The survey by The Key, a leadership and management support service, also revealed that almost 90 per cent of school leaders thought cuts to council services had a “detrimental impact” on the support their institutions received for SEND, and 88 per cent believe initial teacher training does not adequately prepare teachers to support pupils with additional needs.
At the same time, three quarters of respondents to the poll of more than 1,100 school leaders knew of pupils who had been waiting longer thanthe expected period of six weeks for an assessment of their needs or a new education, health and care plan, which replaced statements in September 2014.
Schools are still waiting to hear details of the government’s plan to introduce a national funding formula, and have expressed fears about the impact a shake-up of funding could have on cash for pupils with SEND.
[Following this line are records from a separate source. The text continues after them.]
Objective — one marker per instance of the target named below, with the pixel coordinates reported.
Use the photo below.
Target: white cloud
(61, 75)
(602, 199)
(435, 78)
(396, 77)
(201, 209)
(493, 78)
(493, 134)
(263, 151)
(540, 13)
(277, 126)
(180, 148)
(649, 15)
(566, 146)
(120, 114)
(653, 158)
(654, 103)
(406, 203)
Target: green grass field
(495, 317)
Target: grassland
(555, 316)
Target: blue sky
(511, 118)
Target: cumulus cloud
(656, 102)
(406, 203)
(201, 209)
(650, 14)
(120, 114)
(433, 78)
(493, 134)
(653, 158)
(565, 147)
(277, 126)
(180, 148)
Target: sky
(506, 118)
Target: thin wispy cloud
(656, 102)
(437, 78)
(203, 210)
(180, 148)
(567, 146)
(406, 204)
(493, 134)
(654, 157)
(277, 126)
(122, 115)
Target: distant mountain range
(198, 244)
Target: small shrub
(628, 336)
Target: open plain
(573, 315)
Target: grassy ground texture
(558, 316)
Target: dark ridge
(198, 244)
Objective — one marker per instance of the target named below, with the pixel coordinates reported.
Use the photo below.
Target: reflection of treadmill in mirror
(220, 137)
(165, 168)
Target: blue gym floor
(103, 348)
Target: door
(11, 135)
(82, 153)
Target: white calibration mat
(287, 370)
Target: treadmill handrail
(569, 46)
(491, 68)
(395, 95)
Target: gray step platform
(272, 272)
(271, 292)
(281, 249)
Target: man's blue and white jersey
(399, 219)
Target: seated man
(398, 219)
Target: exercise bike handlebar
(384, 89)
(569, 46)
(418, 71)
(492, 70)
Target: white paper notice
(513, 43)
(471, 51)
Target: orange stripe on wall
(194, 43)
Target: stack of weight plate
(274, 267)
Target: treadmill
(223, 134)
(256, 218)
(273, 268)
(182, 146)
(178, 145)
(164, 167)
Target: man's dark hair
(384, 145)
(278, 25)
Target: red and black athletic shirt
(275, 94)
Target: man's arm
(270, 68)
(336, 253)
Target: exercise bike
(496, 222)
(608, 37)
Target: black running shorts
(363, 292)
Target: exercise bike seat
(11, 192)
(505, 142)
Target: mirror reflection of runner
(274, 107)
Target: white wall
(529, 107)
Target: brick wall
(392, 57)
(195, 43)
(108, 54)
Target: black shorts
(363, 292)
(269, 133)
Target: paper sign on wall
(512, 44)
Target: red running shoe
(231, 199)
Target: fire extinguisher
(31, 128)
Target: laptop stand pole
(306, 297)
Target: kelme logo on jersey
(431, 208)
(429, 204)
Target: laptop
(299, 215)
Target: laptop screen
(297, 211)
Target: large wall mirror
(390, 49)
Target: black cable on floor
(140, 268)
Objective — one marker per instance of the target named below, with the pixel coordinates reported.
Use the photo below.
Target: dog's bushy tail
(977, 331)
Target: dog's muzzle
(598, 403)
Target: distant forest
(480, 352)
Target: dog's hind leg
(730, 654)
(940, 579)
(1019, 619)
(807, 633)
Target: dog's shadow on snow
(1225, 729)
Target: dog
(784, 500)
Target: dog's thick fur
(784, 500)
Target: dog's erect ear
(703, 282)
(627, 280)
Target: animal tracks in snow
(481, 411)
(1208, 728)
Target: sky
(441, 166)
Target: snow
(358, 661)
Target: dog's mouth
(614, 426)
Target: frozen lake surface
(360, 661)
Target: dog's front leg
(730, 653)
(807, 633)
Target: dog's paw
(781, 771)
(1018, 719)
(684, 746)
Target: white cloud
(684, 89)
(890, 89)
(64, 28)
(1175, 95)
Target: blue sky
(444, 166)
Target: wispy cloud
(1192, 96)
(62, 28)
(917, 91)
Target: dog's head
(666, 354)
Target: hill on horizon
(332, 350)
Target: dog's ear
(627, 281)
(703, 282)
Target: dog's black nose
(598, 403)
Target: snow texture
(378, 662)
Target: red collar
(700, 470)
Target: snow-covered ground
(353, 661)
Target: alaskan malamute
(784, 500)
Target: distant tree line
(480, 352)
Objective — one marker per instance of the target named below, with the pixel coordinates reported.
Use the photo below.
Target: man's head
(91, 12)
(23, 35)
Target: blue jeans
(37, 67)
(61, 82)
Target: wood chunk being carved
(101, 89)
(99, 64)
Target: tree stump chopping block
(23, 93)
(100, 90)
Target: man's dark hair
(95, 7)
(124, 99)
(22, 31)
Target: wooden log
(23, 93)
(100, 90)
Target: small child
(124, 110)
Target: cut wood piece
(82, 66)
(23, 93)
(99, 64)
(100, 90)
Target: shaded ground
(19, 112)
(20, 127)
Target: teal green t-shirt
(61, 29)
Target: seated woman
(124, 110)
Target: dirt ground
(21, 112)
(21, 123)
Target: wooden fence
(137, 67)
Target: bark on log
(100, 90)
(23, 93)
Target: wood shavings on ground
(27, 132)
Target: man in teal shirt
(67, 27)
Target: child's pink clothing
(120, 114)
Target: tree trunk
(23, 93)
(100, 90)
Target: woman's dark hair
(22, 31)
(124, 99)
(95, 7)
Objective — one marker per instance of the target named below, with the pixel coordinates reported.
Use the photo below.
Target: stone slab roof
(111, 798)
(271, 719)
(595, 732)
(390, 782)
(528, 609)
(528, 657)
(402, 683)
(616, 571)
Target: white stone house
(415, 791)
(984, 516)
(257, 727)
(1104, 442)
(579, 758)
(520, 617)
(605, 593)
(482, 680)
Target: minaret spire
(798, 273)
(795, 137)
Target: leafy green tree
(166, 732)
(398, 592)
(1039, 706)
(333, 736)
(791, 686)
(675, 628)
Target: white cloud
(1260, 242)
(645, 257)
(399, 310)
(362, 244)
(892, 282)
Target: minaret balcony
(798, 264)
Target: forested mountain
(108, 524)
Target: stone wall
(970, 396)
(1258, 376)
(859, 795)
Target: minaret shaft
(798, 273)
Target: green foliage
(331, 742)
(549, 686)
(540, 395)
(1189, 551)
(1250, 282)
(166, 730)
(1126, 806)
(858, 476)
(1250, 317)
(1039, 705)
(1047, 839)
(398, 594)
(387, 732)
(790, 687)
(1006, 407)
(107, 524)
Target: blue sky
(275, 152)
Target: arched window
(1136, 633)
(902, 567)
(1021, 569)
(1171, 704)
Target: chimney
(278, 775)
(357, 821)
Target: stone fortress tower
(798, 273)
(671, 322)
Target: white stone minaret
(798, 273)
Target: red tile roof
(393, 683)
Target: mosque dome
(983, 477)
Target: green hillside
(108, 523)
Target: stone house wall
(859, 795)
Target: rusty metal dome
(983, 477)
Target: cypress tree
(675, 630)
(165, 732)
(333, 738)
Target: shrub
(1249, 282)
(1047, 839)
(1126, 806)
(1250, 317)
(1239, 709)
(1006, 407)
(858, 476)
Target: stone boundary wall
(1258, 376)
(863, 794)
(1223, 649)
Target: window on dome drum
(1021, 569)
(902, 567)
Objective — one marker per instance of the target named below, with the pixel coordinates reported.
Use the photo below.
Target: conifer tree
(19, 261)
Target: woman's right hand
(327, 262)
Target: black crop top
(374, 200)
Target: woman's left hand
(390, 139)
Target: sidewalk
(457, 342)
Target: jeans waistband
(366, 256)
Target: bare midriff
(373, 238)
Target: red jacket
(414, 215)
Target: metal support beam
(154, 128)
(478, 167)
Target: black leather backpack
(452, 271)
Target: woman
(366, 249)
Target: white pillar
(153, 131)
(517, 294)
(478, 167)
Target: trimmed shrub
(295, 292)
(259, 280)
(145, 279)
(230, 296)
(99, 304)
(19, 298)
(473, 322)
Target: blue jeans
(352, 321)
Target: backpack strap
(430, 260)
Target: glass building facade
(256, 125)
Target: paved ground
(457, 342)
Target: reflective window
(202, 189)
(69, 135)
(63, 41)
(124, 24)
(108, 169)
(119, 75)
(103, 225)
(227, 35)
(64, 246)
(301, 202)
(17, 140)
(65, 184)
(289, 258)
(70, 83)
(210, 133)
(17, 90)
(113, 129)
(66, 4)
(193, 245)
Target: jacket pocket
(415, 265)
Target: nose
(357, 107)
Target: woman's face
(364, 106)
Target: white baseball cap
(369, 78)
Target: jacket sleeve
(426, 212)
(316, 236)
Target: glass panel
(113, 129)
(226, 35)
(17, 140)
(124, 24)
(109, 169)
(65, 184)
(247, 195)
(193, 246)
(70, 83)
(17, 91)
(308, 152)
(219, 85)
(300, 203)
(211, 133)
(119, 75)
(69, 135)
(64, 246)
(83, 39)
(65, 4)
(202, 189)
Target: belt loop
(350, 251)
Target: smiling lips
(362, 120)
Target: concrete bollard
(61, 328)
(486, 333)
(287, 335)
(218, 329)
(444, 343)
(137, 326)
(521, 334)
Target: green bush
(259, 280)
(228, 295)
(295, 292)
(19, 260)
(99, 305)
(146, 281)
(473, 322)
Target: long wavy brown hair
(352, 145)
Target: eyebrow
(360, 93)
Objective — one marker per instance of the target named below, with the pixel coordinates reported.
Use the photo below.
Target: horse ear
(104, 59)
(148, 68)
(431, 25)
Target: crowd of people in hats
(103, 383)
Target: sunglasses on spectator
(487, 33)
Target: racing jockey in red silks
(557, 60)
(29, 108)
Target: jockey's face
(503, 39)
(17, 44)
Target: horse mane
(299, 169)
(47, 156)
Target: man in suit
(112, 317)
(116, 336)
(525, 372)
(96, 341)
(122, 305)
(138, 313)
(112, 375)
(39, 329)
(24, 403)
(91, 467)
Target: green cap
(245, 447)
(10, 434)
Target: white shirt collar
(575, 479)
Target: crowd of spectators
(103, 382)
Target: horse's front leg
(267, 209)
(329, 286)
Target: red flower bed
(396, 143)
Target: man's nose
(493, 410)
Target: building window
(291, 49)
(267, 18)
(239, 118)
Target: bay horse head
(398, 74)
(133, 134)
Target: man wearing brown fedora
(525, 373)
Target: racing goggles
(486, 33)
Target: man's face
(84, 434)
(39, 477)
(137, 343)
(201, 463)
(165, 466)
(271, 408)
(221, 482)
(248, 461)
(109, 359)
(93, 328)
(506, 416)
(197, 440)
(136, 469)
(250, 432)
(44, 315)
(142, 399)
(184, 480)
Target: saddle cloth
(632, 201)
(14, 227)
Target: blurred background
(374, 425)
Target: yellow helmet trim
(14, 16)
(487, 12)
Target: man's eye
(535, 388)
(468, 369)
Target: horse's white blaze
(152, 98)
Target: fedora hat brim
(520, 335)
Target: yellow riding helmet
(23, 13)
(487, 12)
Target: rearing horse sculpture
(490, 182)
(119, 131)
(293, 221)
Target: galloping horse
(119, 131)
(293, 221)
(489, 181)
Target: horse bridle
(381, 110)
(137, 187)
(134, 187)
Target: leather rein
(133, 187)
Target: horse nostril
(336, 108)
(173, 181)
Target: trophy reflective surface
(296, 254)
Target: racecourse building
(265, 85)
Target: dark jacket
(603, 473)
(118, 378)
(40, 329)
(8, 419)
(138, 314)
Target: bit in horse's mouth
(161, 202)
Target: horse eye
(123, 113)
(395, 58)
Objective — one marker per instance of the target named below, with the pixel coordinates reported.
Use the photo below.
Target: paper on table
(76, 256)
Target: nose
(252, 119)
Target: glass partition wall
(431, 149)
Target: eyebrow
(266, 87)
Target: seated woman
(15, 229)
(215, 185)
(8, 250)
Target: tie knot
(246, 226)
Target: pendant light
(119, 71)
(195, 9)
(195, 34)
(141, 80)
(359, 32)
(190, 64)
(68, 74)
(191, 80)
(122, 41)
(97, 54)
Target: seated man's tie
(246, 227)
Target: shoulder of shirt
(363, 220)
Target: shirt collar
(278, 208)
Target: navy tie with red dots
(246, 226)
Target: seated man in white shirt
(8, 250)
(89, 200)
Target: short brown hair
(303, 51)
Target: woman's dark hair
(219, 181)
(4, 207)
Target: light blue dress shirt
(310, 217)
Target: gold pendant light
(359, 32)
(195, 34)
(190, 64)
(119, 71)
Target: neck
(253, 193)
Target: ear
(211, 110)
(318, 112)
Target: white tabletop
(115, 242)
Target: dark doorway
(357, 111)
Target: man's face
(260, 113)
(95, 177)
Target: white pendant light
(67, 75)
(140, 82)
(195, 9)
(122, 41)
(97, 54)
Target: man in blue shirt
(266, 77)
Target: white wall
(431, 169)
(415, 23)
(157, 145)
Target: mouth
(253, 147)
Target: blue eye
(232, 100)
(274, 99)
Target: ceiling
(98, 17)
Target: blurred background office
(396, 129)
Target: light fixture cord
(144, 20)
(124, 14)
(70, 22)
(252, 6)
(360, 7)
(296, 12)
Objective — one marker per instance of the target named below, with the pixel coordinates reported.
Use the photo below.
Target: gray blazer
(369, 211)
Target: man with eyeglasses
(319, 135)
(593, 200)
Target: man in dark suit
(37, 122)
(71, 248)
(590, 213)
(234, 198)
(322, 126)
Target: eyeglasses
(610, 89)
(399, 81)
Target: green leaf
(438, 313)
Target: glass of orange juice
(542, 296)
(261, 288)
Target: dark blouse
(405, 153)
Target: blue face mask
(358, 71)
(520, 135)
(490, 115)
The Key’s survey gives an insight into the widespread nature of fears over the current funding system, with 68 per cent of respondents calling for a “greater focus” on children with SEND in education policymaking.
According to Cathy Earley, headteacher at Greenacre Community Nursery School in Merseyside, stretched funds meant schools were unable to absorb any additional staffing and funding demands for children with SEND.
She said: “The direction the curriculum is taking is also becoming less and less inclusive for these children, meaning schools need to look at alternative interventions which cost money and teacher time.”
Earley’s concerns were shared by Fergal Roche, chief executive of The Key, who warned that the findings represented “an important wake-up call from school leaders”.
“Schools need adequate funding and a holistic, well co-ordinated and resourced system of support behind them to provide effectively for children with SEND,” he added.
The survey also revealed that the problems explored were more acute in primary schools, where 84 per cent of leaders said their budget was insufficient and support for 91 per cent was affected by council cuts, compared to 70 per cent and 81 per cent respectively at secondaries.
It is not the first time in recent months that the issue of SEND training has been raised. At its annual conference in March, the National Union of Teachers approved a motion calling for all trainee teachers to receive “comprehensive” SEND training to cope with “greater responsibilities”.
The NUT also voted to strike if further cuts to central and school support services are threatened, and expressed fears about an apparent drop of nearly 6 per cent in the number of pupils with special educational needs since 2010.
Almost half of that decrease occurred after a new code of practice was introduced in 2014 with stricter definitions, the union said.